I have no idea: can you explain it? The #define's for these symbols are
uncommented, and it's a mystery to me what they're *supposed* to mean.
> The old-style argument passing is definitely the most efficient for
> functions of a zero or one arguments. There's special-case code in
> ceval to support it these cases -- fast_cfunction() -- primarily
> because in these cases the function can be invoked by using arguments
> directly from the Python stack instead of copying them to a tuple
> first.
OK, I'm looking in bltinmodule.c, at builtin_len. It starts like so:
static PyObject *
builtin_len(PyObject *self, PyObject *args)
{
PyObject *v;
long res;
if (!PyArg_ParseTuple(args, "O:len", &v))
return NULL;
So it's clearly expecting a tuple. But its entry in the builtin_methods[]
table is:
{"len", builtin_len, 1, len_doc},
That is, it says nothing about the calling convention. Since C fills in a 0
for missing values, and methodobject.c has
/* Flag passed to newmethodobject */
#define METH_OLDARGS 0x0000
#define METH_VARARGS 0x0001
#define METH_KEYWORDS 0x0002
then doesn't the stuct for builtin_len implicitly specify METH_OLDARGS? But
if that's true, and fast_cfunction() does not create a tuple in this case,
how is that builtin_len gets a tuple?
Something doesn't add up here. Or does it? There's no *reference* to
METH_OLDARGS anywhere in the code base other than its definition and its use
in method tables, so whatever code *keys* off it must be assuming a
hardcoded 0 value for it -- or indeed nothing keys off it at all.

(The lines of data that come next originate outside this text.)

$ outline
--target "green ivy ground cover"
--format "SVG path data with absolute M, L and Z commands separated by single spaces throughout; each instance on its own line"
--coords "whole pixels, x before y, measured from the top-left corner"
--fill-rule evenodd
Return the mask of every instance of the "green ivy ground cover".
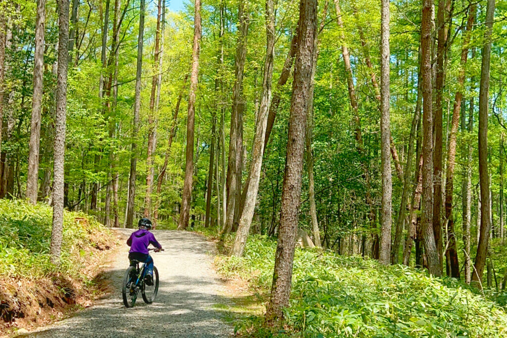
M 254 237 L 244 257 L 222 257 L 218 266 L 266 290 L 276 245 Z M 507 336 L 505 309 L 457 281 L 307 249 L 296 250 L 285 317 L 285 328 L 274 332 L 263 328 L 259 317 L 242 320 L 237 328 L 258 337 Z

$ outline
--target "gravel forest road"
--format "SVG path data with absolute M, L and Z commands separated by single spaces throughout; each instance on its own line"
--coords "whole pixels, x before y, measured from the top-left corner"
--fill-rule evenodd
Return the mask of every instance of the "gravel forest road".
M 132 229 L 114 229 L 124 243 Z M 105 273 L 111 294 L 71 317 L 39 328 L 26 337 L 231 337 L 231 325 L 222 320 L 216 306 L 227 304 L 226 290 L 212 268 L 212 243 L 195 233 L 154 230 L 165 251 L 152 253 L 160 274 L 158 294 L 152 304 L 139 295 L 127 309 L 121 296 L 121 281 L 128 267 L 125 244 L 112 257 Z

I expect this line in ceval.c is doing the dirty assumption:
} else if (flags == 0) {
and should be testing against METH_OLDARGS instead.
But I see that builtin_len is falling into the METH_VARARGS case despite
that it wasn't declared that way and that it sure looks like METH_OLDARGS
(0) is the default. Confusing! Fix it <wink>.